Oil&Gas Materials 4 December 2019 15:27 (UTC +04:00)
World Bank revises down 2020 oil price forecasts

BAKU, Azerbaijan, Dec.4

By Leman Zeynalova – Trend:

Crude oil prices (an average of Brent, WTI and Dubai) are forecast to weaken to $58/bbl in 2020 from $60/bbl in 2019, a substantial downward revision from $65/bbl projected in April, World Bank said in its Russia Economic Report.

“Expectations for demand in 2019 and 2020 have been revised down, reflecting the weaker outlook for global growth. For supply, while U.S. production increases have been modest in 2019 to date, they are expected to rise substantially by 2020, as new pipelines come into operation. The forecast also assumes that production cuts by OPEC and its partners will be sustained into 2020,” Trend reports citing the World Bank.

Risks to the oil price outlook are to the downside, according to the report.

“The key risk is a further slowdown in growth, implying weaker demand for oil. The sectors of the economy which have seen the sharpest slowdown, notably trade and manufacturing, play an outsize role in the consumption of oil products. On the supply side, U.S. production has scope to surprise to the upside, given the additional pipeline capacity coming onstream in the coming months,” said the World Bank.

Conversely, if producers continue to prioritize improved profitability, they may prove to be more cautious than currently expected, reads the report.

“OPEC and its partners have indicated they may discuss further production cuts at their December meeting, which would help support prices. However, a push for larger production cuts, particularly if prices remain low, could put the agreement under increasing strain — Ecuador recently announced it will leave OPEC in January 2020, as it wants to increase production to boost fiscal revenue.”

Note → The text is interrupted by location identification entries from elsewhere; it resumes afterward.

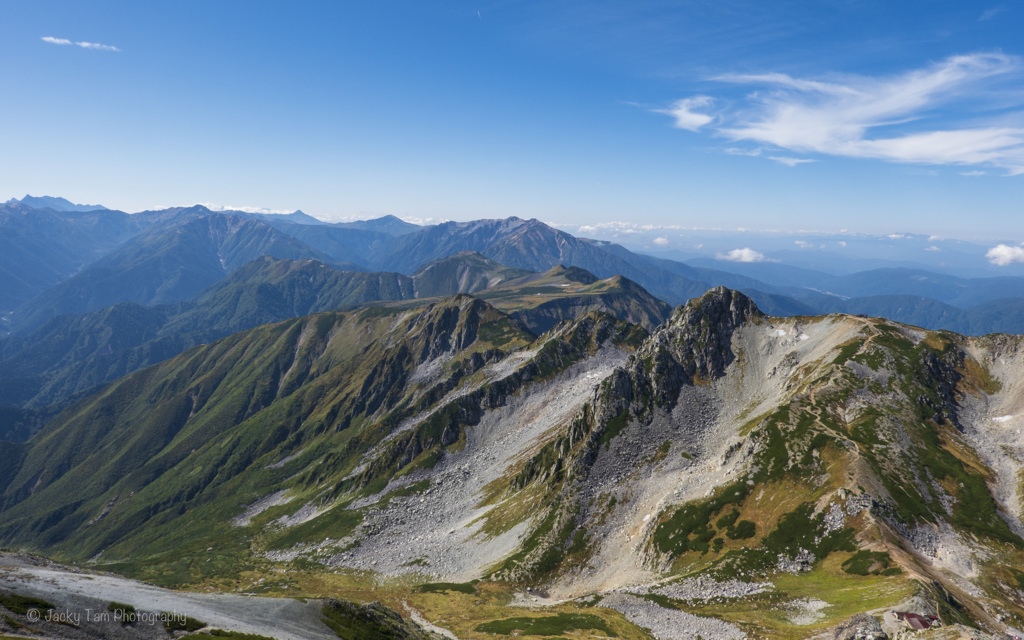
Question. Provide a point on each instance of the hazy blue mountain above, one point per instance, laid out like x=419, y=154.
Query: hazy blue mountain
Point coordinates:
x=73, y=353
x=386, y=224
x=56, y=204
x=1001, y=315
x=41, y=247
x=166, y=263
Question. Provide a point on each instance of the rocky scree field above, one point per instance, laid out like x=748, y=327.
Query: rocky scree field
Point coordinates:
x=731, y=473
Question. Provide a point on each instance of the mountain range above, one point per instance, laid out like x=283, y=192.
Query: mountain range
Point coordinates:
x=611, y=469
x=498, y=428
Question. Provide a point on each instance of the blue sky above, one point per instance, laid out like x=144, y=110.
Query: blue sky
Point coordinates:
x=873, y=117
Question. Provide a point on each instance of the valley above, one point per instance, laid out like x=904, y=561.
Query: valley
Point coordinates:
x=492, y=444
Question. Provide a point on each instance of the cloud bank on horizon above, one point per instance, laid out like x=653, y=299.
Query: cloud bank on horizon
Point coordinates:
x=950, y=113
x=85, y=45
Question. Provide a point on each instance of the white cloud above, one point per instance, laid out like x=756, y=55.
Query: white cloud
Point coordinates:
x=741, y=255
x=213, y=207
x=892, y=118
x=788, y=162
x=685, y=117
x=85, y=45
x=733, y=151
x=1003, y=255
x=989, y=13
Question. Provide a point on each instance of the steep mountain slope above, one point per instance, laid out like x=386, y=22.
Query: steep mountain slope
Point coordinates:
x=40, y=247
x=999, y=315
x=543, y=300
x=779, y=474
x=166, y=263
x=56, y=204
x=462, y=272
x=529, y=245
x=73, y=353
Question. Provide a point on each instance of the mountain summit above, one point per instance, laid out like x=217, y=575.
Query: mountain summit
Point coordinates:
x=56, y=204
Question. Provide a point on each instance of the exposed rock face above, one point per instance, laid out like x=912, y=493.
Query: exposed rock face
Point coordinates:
x=860, y=627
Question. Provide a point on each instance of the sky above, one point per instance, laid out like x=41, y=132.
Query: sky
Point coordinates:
x=866, y=116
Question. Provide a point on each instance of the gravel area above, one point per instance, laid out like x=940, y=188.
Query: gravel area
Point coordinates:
x=285, y=619
x=670, y=624
x=437, y=532
x=705, y=589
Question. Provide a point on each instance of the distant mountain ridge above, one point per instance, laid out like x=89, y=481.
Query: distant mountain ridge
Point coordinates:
x=47, y=248
x=850, y=461
x=75, y=352
x=56, y=204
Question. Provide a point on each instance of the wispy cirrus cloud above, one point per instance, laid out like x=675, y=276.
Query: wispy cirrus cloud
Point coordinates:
x=988, y=14
x=686, y=114
x=85, y=45
x=1005, y=255
x=790, y=162
x=741, y=255
x=905, y=118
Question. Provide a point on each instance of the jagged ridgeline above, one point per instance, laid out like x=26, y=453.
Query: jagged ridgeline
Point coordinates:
x=451, y=441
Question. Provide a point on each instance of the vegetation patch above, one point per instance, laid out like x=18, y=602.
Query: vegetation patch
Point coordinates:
x=867, y=562
x=23, y=604
x=125, y=613
x=174, y=623
x=469, y=588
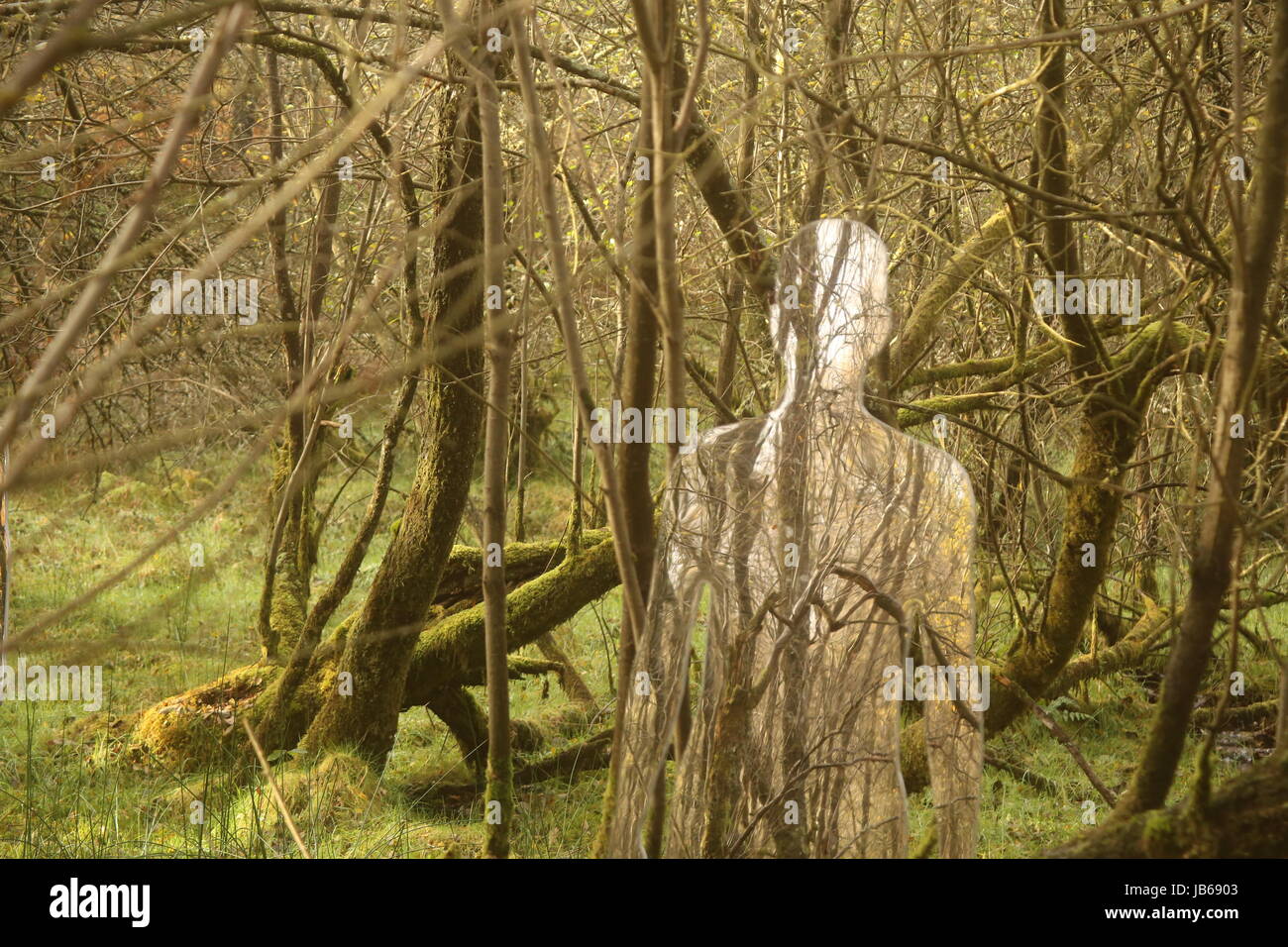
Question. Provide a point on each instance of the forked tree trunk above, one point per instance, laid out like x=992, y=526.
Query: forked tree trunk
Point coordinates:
x=382, y=635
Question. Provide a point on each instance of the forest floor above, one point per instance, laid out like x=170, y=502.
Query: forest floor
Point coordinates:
x=65, y=789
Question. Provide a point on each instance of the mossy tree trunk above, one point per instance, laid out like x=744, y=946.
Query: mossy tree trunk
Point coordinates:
x=378, y=646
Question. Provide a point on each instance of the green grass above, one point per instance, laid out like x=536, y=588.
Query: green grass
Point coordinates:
x=64, y=791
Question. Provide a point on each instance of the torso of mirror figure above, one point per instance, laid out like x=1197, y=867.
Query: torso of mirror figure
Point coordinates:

The World Bank estimates that crude oil prices fell 8 percent in the third quarter of 2019, quarter-on-quarter, following a 7-percent decline in the previous quarter.

“The weakness in prices reflects a broad-based downturn in the world economy. Indicators of global activity, including manufacturing output, trade volumes, and vehicle sales, have all deteriorated sharply this year. Expectations of demand growth have been revised down repeatedly by forecasters, and oil demand is now projected to grow just 0.9 million barrels per day (mb/d) in 2019.”

The decline in prices occurred despite a major attack on two of Saudi Arabia’s oil plants, which resulted in the largest ever conflict-driven reduction in oil production, said the report.

“The attacks led to the shutdown of 5.7 mb/d of output — around half of Saudi Arabia’s production capacity and 6 percent of the global oil production. The price of the benchmark Brent crude jumped 15 percent, from $60 to $69/bbl, in the aftermath of the attacks. However, prices returned to their pre-attack levels by the end of September, as Saudi Arabia rapidly restored lost production. In the end, production in Saudi Arabia fell by 0.7 mb/d in September, substantially less than the original reduction.”

The global outlook remains fragile in the context of elevated economic and trade policy uncertainty, with growth projected to remain unchanged in 2020, at 2.5 percent, said the World Bank.